In a paper published online in advance in Nucleic Acids Research this week, investigators at the Weizmann Institute of Science and Yale University Medical School present their RNA-seq study on Trypanosoma brucei, in which they identified "new C/D and H/ACA small nucleolar RNAs, as well as tens of putative novel noncoding RNAs," several of which, the authors add "are processed from trans-spliced and polyadenylated transcripts." In addition, the Weizamnn-Yale team presents evidence to suggest that noncoding RNAs "may contribute to gene regulation during the complex parasite's life cycle."
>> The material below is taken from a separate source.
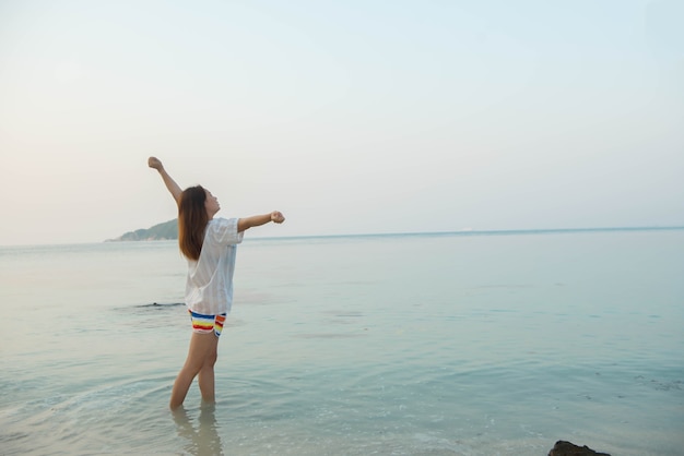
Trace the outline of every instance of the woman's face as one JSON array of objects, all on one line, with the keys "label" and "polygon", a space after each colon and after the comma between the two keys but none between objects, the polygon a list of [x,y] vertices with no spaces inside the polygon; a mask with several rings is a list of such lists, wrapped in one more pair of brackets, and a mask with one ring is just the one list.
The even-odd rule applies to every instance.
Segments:
[{"label": "woman's face", "polygon": [[212,195],[209,190],[204,190],[204,193],[207,193],[207,201],[204,201],[207,215],[209,215],[209,218],[213,218],[213,216],[221,209],[221,205],[219,204],[216,196]]}]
Researchers at the Chinese Academy of Sciences and elsewhere this week present a "computational framework that can be used to prioritize human cancer miRNAs by measuring the association between cancer and miRNAs based on the functional consistency score of the miRNA target genes and the cancer-related genes." When applied to a thyroid cancer case study, the team found that the functional consistency score-based method uncovered "novel cancer-related miRNAs such as miR-27a/b, which were showed significantly upregulated in thyroid cancer samples by qRT-PCR analysis."
Another Chinese Academy of Sciences-led group presents a "hybridization-triggered fluorescence strategy for label-free, microarray-based high-throughput miRNA expression profiling." This approach, dubbed the Stacking-Hybridized Universal Tag assay, can be "used to analyze as little as 100 ng total RNA from human tissues," and is "highly specific to homogeneous miRNAs," the team writes in Nucleic Acids Research this week.
Finally, a trio of investigators at the University of Delaware reports its screen of an E. coli co-existing/co-expressing genomic library "to identify genetic loci that work synergistically to create the considerably more complex acid-tolerance phenotype."